Mitotic exchange in female germline stem cells is the major source of Sex Ratio chromosome recombination in Drosophila pseudoobscura

S. Koury,  bioRxiv,  2022.06.07.495109. 2022.

Sex Ratio chromosomes in Drosophila pseudoobscura are selfish X chromosome variants associated with three non-overlapping inversions. In the male germline, Sex Ratio chromosomes distort segregation of X and Y chromosomes (99:1), thereby skewing progeny sex ratio. In the female germline, segregation of Sex Ratio chromosomes is mendelian (50:50), but non-overlapping inversions strongly suppress recombination establishing a 26 Megabase haplotype (constituting ~20% of the haploid genome). Rare crossover events located between non-overlapping inversions can disrupt this haplotype, and recombinants have sometimes been found in natural populations. We recently reported on the first lab-generated Sex Ratio recombinants occurring at a rate of 0.0012 crossovers per female meiosis. An improved experimental design presented here reveals these recombination events were 6.5-fold more frequent than previously estimated.

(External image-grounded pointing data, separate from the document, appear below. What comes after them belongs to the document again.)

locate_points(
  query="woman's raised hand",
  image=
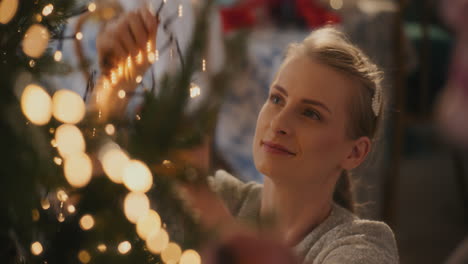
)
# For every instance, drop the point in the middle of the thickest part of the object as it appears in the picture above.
(132, 34)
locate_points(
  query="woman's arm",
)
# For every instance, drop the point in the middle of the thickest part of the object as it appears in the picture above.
(123, 46)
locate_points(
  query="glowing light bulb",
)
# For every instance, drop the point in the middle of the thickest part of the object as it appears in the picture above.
(78, 170)
(71, 209)
(69, 140)
(113, 161)
(121, 94)
(36, 248)
(194, 90)
(137, 177)
(86, 222)
(47, 10)
(124, 247)
(8, 10)
(150, 223)
(139, 58)
(157, 241)
(84, 256)
(171, 254)
(139, 79)
(68, 106)
(92, 7)
(36, 40)
(110, 129)
(45, 204)
(58, 55)
(36, 104)
(190, 256)
(136, 205)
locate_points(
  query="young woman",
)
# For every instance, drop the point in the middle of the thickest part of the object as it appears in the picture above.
(318, 123)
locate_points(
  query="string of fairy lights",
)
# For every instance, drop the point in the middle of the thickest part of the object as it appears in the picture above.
(69, 108)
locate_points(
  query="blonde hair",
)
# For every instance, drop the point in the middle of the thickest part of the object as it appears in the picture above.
(332, 48)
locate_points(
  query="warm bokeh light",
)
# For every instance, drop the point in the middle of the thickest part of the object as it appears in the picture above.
(110, 129)
(86, 222)
(71, 209)
(136, 205)
(137, 177)
(70, 140)
(92, 7)
(36, 40)
(45, 204)
(171, 254)
(157, 241)
(36, 104)
(62, 195)
(102, 248)
(8, 10)
(124, 247)
(78, 170)
(150, 223)
(113, 161)
(84, 256)
(68, 106)
(190, 256)
(36, 248)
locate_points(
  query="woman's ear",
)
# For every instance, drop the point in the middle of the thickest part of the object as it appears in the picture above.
(360, 148)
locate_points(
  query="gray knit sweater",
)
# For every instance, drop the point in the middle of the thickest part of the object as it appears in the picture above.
(341, 238)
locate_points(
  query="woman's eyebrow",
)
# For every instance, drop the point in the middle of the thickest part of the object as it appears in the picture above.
(305, 101)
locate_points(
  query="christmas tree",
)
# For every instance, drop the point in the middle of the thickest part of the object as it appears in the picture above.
(83, 185)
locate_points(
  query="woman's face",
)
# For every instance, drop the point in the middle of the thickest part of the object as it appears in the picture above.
(301, 128)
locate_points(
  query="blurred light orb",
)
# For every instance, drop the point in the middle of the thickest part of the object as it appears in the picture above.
(171, 254)
(8, 10)
(36, 104)
(137, 177)
(78, 170)
(102, 248)
(113, 161)
(124, 247)
(84, 256)
(36, 40)
(47, 10)
(70, 140)
(110, 129)
(157, 241)
(150, 223)
(136, 205)
(36, 248)
(71, 209)
(86, 222)
(190, 256)
(69, 107)
(336, 4)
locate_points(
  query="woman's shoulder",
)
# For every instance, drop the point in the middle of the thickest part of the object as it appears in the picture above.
(352, 240)
(242, 199)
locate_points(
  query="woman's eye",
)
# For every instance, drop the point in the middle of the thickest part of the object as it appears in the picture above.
(311, 114)
(275, 99)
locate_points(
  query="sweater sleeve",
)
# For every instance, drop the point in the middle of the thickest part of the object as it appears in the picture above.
(233, 192)
(360, 242)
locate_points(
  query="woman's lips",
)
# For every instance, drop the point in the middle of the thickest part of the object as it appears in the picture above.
(276, 148)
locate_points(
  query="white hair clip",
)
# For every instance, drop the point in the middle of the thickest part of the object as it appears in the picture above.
(377, 101)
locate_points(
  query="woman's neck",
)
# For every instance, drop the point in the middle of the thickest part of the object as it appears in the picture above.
(297, 209)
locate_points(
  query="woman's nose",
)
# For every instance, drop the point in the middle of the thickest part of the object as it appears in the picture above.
(280, 123)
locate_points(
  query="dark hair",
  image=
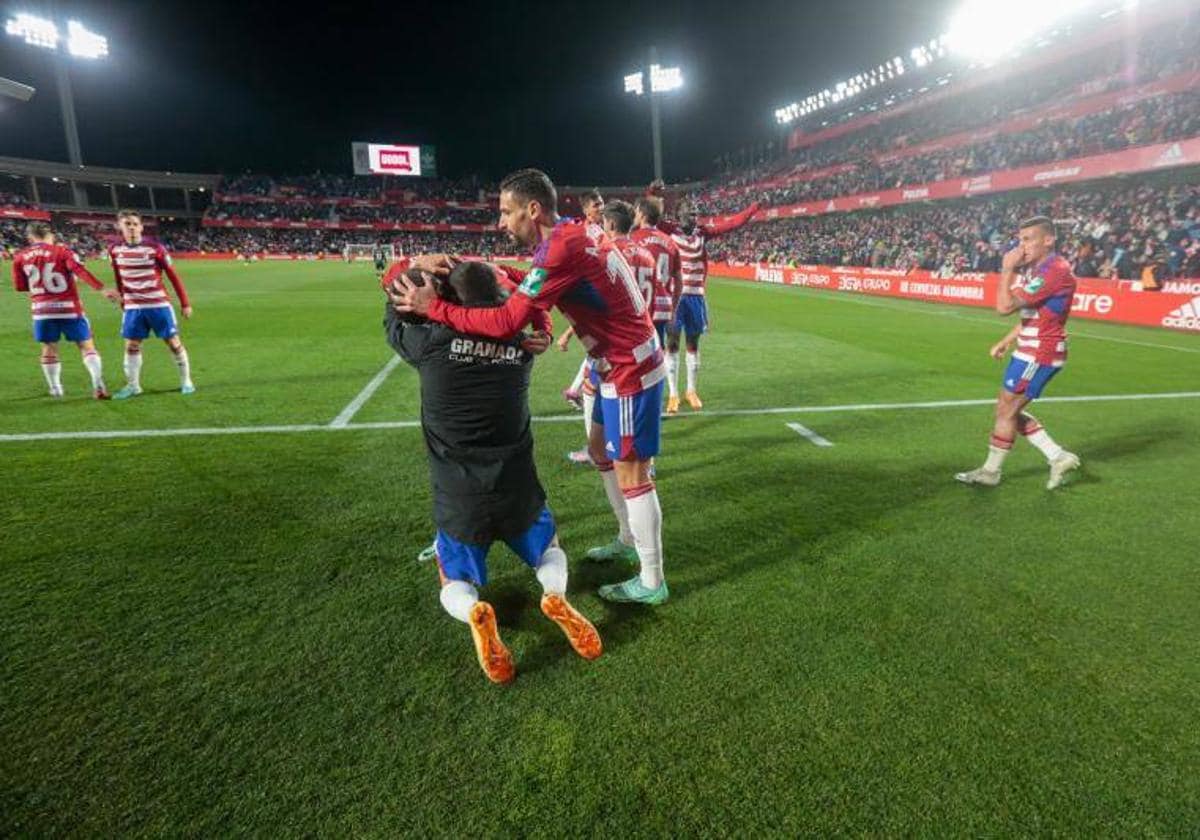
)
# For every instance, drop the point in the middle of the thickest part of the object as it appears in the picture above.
(619, 214)
(651, 209)
(474, 285)
(1044, 222)
(532, 185)
(39, 229)
(589, 197)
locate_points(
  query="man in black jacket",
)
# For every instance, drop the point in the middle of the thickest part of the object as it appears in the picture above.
(475, 419)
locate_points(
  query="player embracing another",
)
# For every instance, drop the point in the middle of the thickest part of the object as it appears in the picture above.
(691, 315)
(48, 271)
(475, 419)
(138, 268)
(593, 285)
(1038, 282)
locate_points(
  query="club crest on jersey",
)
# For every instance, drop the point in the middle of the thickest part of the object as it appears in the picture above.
(532, 283)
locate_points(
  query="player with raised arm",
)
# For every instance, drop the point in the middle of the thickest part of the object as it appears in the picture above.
(592, 283)
(48, 271)
(138, 268)
(691, 317)
(1039, 283)
(475, 418)
(666, 288)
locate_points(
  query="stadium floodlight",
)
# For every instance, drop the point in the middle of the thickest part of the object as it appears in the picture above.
(81, 42)
(663, 81)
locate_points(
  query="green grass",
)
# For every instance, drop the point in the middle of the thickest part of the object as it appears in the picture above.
(228, 634)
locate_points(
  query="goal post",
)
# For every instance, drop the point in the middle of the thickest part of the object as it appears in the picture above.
(354, 252)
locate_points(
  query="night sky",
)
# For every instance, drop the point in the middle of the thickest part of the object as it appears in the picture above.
(267, 87)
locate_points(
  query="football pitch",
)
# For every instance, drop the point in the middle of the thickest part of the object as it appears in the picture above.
(213, 621)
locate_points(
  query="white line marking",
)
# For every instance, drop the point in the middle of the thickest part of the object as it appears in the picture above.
(809, 435)
(931, 307)
(569, 418)
(343, 419)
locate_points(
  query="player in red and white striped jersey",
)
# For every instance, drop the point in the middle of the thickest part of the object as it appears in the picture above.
(691, 315)
(48, 271)
(138, 268)
(1039, 283)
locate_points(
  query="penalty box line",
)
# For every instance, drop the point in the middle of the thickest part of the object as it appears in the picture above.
(113, 435)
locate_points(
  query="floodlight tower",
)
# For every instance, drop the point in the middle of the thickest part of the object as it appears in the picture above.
(82, 43)
(661, 81)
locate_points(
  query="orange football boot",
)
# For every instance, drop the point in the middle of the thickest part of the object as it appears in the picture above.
(493, 657)
(580, 631)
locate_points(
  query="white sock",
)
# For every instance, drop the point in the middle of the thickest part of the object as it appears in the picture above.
(617, 499)
(53, 372)
(95, 367)
(577, 382)
(133, 369)
(589, 403)
(185, 367)
(552, 571)
(457, 598)
(693, 367)
(646, 520)
(1045, 444)
(995, 459)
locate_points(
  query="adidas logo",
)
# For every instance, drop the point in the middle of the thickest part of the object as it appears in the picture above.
(1187, 317)
(1173, 154)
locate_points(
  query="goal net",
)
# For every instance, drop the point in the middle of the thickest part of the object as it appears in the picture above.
(365, 251)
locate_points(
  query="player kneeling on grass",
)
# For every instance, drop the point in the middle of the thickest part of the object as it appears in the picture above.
(475, 418)
(1036, 280)
(138, 268)
(47, 271)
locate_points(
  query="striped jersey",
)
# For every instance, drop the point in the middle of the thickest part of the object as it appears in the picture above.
(138, 270)
(48, 273)
(666, 268)
(1045, 295)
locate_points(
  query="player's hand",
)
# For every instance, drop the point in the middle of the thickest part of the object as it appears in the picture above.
(408, 298)
(441, 264)
(537, 343)
(1013, 259)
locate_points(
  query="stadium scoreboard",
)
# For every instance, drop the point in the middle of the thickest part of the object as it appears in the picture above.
(387, 159)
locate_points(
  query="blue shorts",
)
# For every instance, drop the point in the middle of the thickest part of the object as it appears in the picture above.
(631, 425)
(48, 330)
(1027, 378)
(468, 562)
(691, 317)
(138, 323)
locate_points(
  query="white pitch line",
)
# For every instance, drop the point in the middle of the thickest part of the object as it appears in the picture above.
(343, 419)
(809, 435)
(931, 307)
(571, 418)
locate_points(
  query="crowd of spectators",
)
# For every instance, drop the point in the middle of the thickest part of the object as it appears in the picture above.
(1155, 54)
(1110, 232)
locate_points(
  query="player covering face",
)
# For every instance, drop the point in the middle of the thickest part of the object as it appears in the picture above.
(1038, 282)
(593, 285)
(475, 418)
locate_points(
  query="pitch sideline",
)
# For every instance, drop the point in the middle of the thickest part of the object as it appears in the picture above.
(117, 435)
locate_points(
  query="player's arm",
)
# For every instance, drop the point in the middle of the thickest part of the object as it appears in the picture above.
(175, 282)
(19, 282)
(730, 225)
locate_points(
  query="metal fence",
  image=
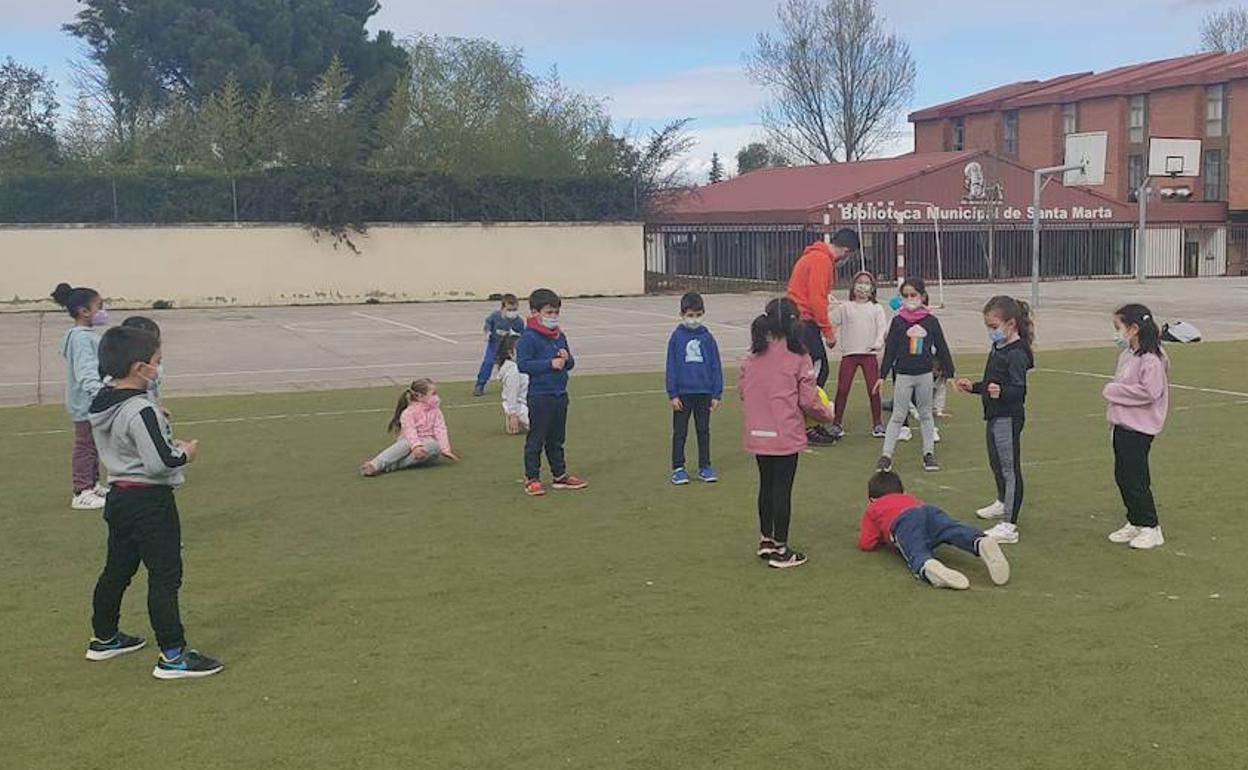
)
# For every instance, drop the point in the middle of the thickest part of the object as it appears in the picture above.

Furthermore, recombination events were strongly clustered, indicating the majority arose from mitotic exchange in female germline stem cells and not from meiotic crossing-over in primary oocytes. Finally, recombination-induced viability defects consistent with unequal exchange caused asymmetric recovery rates of complementary recombinant classes. Incorporating these experimental results into population models for Sex Ratio chromosome evolution provided a substantially better fit to natural population frequencies and allowed maintenance of the highly differentiated 26 Megabase Sex Ratio haplotype without invoking strong epistatic selection. This study provides the first estimate of spontaneous mitotic exchange for naturally-occurring chromosomes in Drosophila female germline stem cells, reveals a much higher Sex Ratio chromosome recombination rate, and develops a mathematical model that accurately predicts the rarity of recombinant Sex Ratio chromosomes in natural populations.